The movie “Sicko” gave Michael Moore’s dramatic perspective of our healthcare crisis. My perspective is more limited, but equally real, for any Sarah Palin fans out there.
I had not had much reason to think about the situation until I moved three years ago. Until then, I had been fortunate; I had always had health insurance. Without a job when I moved, I assumed COBRA coverage would be available until I found a job in my new location. Available, yes, but the cost would have put unwanted strain on the family finances.
That reality brought home an interesting awareness: many of us are in a way held hostage by our jobs – in exchange for health care. Or, another perspective, we live a kind of indentured servitude to our employers who provide for our healthcare so long as we are in their service.
My next personal connection to the crisis came when I sought individual health insurance. I have a pre-existing condition that I innocently revealed in my application for insurance. The condition had been well-controlled by medication for many years, so I naively assumed that meant it would not be a serious concern to the insurance company. Innocence is bliss, indeed. The monthly cost for my personal coverage would have amounted to more than the mortgage we had left behind when we moved from our house on Capitol Hill in DC, and more than I expected to earn in our new location. Fortunately, my wife Alice was hired by a company that offered affordable health insurance that covers both of us. So my personal health care status has some stability.

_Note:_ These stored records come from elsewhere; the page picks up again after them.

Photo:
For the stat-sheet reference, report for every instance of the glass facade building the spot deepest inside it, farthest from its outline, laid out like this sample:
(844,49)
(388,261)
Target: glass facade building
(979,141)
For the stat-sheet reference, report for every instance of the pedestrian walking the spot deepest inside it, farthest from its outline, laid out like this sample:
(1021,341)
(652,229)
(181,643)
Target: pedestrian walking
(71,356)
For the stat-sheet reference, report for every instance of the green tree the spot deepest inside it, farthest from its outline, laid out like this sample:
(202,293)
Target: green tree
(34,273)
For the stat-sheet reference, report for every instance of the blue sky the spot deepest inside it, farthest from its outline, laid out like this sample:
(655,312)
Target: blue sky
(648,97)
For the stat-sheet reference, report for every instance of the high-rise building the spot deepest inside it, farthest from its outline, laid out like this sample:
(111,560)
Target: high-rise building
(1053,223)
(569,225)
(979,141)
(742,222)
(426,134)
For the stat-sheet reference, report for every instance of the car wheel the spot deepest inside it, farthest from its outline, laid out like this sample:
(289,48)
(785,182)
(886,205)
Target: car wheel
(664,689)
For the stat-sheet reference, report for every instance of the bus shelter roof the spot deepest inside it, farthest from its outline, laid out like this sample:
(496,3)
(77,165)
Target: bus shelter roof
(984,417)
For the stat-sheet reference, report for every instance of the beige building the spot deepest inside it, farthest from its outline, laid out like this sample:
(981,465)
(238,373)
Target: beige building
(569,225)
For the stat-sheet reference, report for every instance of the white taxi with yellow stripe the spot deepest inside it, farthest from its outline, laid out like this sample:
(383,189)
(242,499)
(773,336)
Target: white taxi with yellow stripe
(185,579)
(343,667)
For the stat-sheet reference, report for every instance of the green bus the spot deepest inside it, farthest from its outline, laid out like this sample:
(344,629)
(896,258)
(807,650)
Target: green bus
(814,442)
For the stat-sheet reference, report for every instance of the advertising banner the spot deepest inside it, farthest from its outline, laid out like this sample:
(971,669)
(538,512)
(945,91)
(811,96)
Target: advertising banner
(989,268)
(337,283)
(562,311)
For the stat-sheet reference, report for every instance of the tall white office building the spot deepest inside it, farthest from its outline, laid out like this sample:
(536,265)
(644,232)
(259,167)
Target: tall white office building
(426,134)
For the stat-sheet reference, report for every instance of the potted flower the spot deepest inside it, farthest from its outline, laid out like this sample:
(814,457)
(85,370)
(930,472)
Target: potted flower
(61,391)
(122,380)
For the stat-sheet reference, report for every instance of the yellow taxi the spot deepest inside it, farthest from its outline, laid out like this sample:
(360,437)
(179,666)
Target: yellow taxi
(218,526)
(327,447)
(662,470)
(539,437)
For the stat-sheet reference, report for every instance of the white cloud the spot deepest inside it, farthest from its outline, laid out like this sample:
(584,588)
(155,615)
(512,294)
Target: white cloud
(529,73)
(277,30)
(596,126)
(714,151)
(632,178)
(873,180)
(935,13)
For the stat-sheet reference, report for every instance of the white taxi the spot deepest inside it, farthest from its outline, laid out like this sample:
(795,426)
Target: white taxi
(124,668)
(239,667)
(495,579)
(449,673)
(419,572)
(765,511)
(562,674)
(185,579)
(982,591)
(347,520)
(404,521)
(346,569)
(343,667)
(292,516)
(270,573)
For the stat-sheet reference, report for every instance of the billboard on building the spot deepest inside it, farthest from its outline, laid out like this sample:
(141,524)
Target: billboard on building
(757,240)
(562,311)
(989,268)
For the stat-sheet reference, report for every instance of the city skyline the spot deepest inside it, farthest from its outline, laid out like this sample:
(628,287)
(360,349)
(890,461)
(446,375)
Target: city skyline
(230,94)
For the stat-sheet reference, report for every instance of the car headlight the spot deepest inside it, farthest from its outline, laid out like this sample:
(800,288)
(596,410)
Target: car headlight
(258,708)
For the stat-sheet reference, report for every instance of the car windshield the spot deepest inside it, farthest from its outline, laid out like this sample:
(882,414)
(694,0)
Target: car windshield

Then I got a part-time job with a company that conducts research for the government regarding medical expenditures and insurance in this country. In my job, I do a series of in-person interviews with families about their health conditions, visits to medical providers, costs of their care, and who pays for that care. Overall, the team of interviewers meets with thousands of families throughout the country. (If you’re interested in learning more about the survey and its data, http://www.meps.ahrq.gov is the place to go.)
My little slice of that work has taught me many things. Among them are these:
- Only the financially privileged take health care for granted.
- People with good health insurance tend to see medical providers more often and have no idea what those visits actually cost. They pay little out of pocket.
- People without medical insurance, including those with substantial means, tend to get charged more.
- Providers in private practice tend to have more flexibility and sensitivity regarding costs.
- The state CHIP/S-CHIP coverage is great for children to age 14, but then what?
- Here’s what: of those between the ages 18 and 25, our 30-year-old research now says that 38% of them have no health insurance. They risk their financial futures every day.
- In the families I have interviewed, that percentage is only slightly less for all those not covered by CHIP or Medicare. In other words, people between 15 and 65 have about a one in three chance of having no private or employee provided health insurance. For them the US health care system is, truly, the “joke”: Don’t Get Sick or Injured.
- I should be generous when I leave tips in a restaurant. One of my interviewees is married to the owner of a restaurant. He would like to offer health insurance to his employees, but can’t afford to do that. She says it’s “the dirty little secret of the restaurant business.” “Hardly anybody you see working in any restaurant has health insurance provided by that employer.”
- For at least 30,000 of the people who die each year, the cause of death is lack of adequate health insurance. They don’t get treated because they have no insurance. That’s the equivalent of at least 5 of the towns with real people, like the town of Wassila, Alaska. Or nearly half the population of Asheville, NC.
- One of the 30,000 who died last year because he had no insurance was Mike Danforth, the 33-year-old son of Leslie Boyd, a friend and a reporter for our local newspaper. She has begun an effort to educate about this problem, collecting stories of people caught in this tragedy, and encouraging the rest of us to badger our politicians to, as she puts it, “put on their big person pants” and work out a solution to this shameful part of the American experience. (You can check out the wonderfully informative and moving website: lifeomike.org)
One other comment/observation: What do the Constitution’s words “provide for the common defense” mean when 30,000 people die annually (more than 10 times the number who died in the 9/11 attacks, or more than 200,000 since then) because they can’t get healthcare – in a country that boasts about its medical research and treatment?